Dunque, si fanno passare per investimenti le manutenzioni mai fatte nel corso del tempo allo scopo di sostenere un piano finanziario insostenibile? Fosse vero sarebbe gravissimo. E non potrebbe non far riflettere sull’operazione di cessione alla Cassa depositi e prestiti e ai fondi Blackstone e Mcquaire. Leggiamo: «Le principali cause d’incremento addotte dalla società concessionaria non sono pienamente condivise dalla commissione. Quest’ultima ritiene che gran parte dell’incremento sia riconducibile a una previsione sottostimata di tutte le opere da realizzare. L’ultimo atto aggiuntivo del 2022, che riporta gli investimenti, deriva dall’atto transattivo firmato nel 2021 (l’accordo fra gruppo Benetton e la cordata guidata da Cdp, ndr) e contiene stime effettuate negli anni precedenti, peraltro poco dettagliate.

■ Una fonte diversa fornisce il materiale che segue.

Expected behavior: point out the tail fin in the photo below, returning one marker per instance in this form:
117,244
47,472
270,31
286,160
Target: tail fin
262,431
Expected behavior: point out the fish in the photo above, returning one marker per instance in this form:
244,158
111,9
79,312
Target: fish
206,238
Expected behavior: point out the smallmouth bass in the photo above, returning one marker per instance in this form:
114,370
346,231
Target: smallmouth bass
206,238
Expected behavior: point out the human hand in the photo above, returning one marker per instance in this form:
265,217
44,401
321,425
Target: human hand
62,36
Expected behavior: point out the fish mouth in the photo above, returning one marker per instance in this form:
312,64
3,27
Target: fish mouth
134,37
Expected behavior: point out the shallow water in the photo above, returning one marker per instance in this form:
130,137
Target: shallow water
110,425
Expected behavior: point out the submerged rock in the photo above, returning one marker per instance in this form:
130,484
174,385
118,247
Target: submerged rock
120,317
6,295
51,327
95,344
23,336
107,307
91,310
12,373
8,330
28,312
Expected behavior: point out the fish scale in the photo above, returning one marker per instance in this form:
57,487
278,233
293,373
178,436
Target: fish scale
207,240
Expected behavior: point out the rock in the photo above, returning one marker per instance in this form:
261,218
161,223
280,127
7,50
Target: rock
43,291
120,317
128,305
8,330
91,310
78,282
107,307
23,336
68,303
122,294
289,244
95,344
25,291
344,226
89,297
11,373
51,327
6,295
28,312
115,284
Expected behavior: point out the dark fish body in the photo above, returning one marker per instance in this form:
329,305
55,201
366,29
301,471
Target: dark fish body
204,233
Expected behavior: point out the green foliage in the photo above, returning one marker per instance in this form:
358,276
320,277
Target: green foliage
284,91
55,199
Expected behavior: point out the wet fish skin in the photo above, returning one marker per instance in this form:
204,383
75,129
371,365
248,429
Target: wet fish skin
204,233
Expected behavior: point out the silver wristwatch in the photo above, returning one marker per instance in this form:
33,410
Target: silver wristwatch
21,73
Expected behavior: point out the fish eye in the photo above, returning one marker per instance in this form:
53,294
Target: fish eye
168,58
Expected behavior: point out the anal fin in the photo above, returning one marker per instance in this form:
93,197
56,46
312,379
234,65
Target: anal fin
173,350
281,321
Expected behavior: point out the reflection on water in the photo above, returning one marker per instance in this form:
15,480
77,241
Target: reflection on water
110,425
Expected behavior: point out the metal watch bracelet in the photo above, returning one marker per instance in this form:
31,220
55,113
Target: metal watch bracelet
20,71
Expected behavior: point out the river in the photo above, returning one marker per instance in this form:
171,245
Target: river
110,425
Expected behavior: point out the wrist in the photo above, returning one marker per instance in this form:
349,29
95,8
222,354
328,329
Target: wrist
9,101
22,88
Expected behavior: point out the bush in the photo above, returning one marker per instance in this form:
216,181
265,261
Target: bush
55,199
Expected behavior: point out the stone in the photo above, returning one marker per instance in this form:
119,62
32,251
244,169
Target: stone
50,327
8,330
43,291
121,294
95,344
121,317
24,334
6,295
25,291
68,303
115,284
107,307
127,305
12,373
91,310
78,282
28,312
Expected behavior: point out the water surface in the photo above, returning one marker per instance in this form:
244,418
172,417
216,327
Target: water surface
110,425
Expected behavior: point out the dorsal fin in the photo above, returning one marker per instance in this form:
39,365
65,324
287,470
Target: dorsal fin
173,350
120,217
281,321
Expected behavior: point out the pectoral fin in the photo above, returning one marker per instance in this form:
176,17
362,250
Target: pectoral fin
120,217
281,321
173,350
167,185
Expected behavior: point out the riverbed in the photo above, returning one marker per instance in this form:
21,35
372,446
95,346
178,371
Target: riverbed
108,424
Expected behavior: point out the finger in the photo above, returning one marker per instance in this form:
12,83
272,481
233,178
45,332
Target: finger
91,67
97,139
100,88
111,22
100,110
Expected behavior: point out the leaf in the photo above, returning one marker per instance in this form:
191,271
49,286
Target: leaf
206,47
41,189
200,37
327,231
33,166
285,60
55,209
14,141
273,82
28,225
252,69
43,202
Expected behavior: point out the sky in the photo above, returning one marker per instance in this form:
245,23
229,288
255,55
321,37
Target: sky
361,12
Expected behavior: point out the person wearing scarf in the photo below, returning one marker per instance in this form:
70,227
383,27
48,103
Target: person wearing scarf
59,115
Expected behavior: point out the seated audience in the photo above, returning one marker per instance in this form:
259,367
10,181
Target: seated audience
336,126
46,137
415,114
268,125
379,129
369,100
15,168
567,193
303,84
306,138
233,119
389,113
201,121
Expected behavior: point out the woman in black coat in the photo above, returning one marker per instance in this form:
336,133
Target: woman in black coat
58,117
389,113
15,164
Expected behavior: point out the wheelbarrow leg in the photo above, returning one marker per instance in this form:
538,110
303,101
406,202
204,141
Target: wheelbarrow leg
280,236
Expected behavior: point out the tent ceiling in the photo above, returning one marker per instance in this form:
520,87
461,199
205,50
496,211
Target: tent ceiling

È di immediata considerazione che alla data delle recenti sottoscrizioni i valori di stima avrebbero dovuto essere già per lo più aggiornati rispetto a tutti i fattori di aumento di costo registrati fino al 2022 e pertanto molto più vicini agli attuali». E ancora: «La commissione tecnica non può non puntualizzare che la previsione con i relativi valori contenuti nell’atto aggiuntivo discendono dalla sottoscrizione di un accordo transattivo tra le parti per le note vicende (il crollo del viadotto Morandi, ndr) che quindi vincola in qualche modo anche ipotetiche rimodulazioni».

 

Posto che tutto ciò sia corretto, l’accordo che nell’autunno del 2021, durante il governo di Mario Draghi, ha portato la cordata pilotata dalla Cassa depositi e prestiti a pagare 8,2 miliardi per acquisire Autostrade per l’Italia, si sarebbe basato su stime dell’impegno finanziario futuro assai diverse rispetto alle attuali. Di conseguenza anche il valore economico della società stabilito per la transazione ne sarebbe stato influenzato.

 

La vicenda merita di essere seriamente approfondita, nell’interesse di tutti. Dello Stato acquirente e dei contribuenti, ma perfino della stessa società concessionaria. Non fosse altro, per fugare i dubbi oggettivamente posti dal rapporto ustionante della commissione tecnica. Questo anche alla luce della sentenza con cui la Corte di giustizia europea nel novembre scorso ha stigmatizzato il fatto che la tragedia di Genova sia sfociata in un accordo transattivo senza accertare le eventuali responsabilità del concessionario, anziché in una nuova gara come previsto dalle norme comunitarie.

 

Di sicuro la due diligence di Aspi disposta nel 2021 dagli acquirenti aiuterebbe a capire come davvero sono andate le cose. E siccome qui si parla di denaro pubblico speso per ricomprare un servizio pubblico, sarebbe assolutamente doveroso.

 

Quanto al tema delle manutenzioni, basta un’occhiata ai dati per farsi un’idea. Dal 2011 al 2023 Aspi ha contabilizzato spese per manutenzioni ordinarie pari a 4 miliardi e 735 milioni. Ma, sommando le voci degli interventi sulle opere d’arte (gallerie e viadotti) a quelli sulle pavimentazioni si arriva soltanto a 2 miliardi 731 milioni. Ballano, insomma, 2 miliardi tondi: mica bruscolini. E non è tutto qui. Perché la spesa per le manutenzioni ordinarie di gallerie e viadotti, decisamente modesta, s’impenna guarda caso a partire dal 2019, l’anno seguente al crollo del ponte Morandi. Dal 2011 al 2018 quella voce non aveva mai superato 55 milioni l’anno. Poi, improvvisamente, decolla a 304 milioni nel 2019, 450 nel 2020, 444 nel 2021. Per calare di nuovo a 179 e 111 milioni rispettivamente nel 2022 e 2023, quando la società era già passata di mano.